Timothy Harris is a passionate advocate for Seattle's downtrodden. He's funny, sharp-tongued, smart and speaks his mind. He has a knack for pissing people off, from The Seattle Times over his opposition to tougher panhandling laws to members of the Pioneer Square Community Association who are opposed to having Harris and his Real Change newspaper in their backyard. In fact, they are trying to bar him from the neighborhood.
Many Pioneer Square merchants and residents (shall we call them Pioneer Squares?) are worried that their district is overwhelmed with folks in need of social services, the homeless, the sleazy, the destitute. It is ground-zero for many of downtown's urban woes. Please, they have asked the city, don't dump any more problems here.
It shouldn't be a surprise, I suppose, that Harris and his operation should be treated as pariahs. Non-profit Real Change thrives off the efforts of street people, who are its vendors. It is viewed by some as not a newspaper but a social service agency, and the Square has enough of those. Nor do some want to welcome a man who helped defeat a panhandling ordinance that, in their eyes, would have helped Pioneer Square's chances to change its image, clean up its act.
Harris and others argued that the Tim Burgess-proposed panhandling ordinance would be misused by the police. The Pioneer Square Community Association, it seems to me, has just made themselves Exhibit A of a mentality that is exactly what Harris has warned us about. The argument against Real Change is that it operates as a "wholesaler," a prohibited use in the neighborhood. The basis of that argument is that it sells its papers to street vendors, who keep the proceeds. By that definition, most paid city newspapers with news vendors are wholesalers. The city rejected the claim, but the neighborhood association is appealing and finding new arguments to bar the paper.
But Real Change is not a widget factory, it's a newspaper; it has first amendment protections and ought to be able to operate in the Square as other newspapers have.

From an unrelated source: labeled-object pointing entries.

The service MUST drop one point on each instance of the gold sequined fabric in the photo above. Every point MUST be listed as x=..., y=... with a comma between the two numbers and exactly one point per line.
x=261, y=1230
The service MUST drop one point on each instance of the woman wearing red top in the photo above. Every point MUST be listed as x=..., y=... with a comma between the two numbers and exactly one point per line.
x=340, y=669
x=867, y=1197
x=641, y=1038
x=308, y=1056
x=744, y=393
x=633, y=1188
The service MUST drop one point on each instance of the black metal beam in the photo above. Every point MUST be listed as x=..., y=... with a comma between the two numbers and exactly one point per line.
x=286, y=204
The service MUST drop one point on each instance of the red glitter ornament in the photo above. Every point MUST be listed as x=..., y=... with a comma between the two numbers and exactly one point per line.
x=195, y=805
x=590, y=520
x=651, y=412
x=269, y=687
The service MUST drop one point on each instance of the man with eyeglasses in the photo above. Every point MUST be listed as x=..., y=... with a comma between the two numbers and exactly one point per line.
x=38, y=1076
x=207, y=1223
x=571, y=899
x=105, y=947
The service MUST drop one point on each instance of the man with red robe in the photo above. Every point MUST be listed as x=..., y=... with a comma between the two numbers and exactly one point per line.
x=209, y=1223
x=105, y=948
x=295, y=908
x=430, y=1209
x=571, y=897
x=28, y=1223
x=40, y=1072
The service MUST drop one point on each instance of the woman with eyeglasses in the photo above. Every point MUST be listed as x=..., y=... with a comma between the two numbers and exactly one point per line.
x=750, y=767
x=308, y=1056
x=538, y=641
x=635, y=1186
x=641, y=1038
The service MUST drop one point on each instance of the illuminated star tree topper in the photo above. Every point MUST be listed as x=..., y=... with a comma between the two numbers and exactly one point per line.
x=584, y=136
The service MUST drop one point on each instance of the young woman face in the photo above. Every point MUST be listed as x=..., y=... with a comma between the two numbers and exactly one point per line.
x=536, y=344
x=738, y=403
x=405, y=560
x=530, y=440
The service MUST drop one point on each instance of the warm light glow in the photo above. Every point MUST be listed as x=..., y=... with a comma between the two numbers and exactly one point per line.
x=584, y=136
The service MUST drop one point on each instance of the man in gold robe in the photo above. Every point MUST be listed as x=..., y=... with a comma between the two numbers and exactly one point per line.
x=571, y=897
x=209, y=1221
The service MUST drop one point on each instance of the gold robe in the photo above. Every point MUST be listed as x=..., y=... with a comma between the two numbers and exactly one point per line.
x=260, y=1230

Seattle Weekly started as a paid newspaper in the Square, selling newspapers through newsstands, contractors and vendors. No one tried to kick the Weekly out with such arguments. And what about Pioneer Square game and software companies that license their content, are they now wholesalers too? The whole thing seems more like harassment.
The effort is doubly absurd because Real Change is a model of success, addressing some of the Square's particular problems. It actually gives employment to the very street people others complain about. It is a step up, a helping hand, a way out. Pioneer Square ought to be embracing Real Change, not bunkering down. The problem isn't Tim Harris and his newsie army, it's that we need to find more ways to do what Real Change has done: helping to turn street folks into legitimate entrepreneurs, to give them an alternative to panhandling, begging and crime. As Pioneer Square considers adopting the national Main Street program, efforts like Harris' are examples of the small-scale solutions that are essential to turning the district around. Help is far more readily available by that route than by assuming that society or the market will simply solve the problem.
The attack on Real Change is symptomatic of a problem that the Square's own revitalization consultant, Donovan Rypkema, has identified: too much "whining." In his report late last year about how to help the Square, Rypkema ripped the inertia, lack of leadership and infighting in the neighborhood. And he explicitly stated that Pioneer Square's future is not to find a way to get rid of street people, who have been there since the beginning of Seattle, but to add to the neighborhood by bringing new people in. He also criticized the Square for being too down on itself, for continually seeing the glass as half-empty. It's a mentality that fusses about Real Change rather than finding ways to support its approach.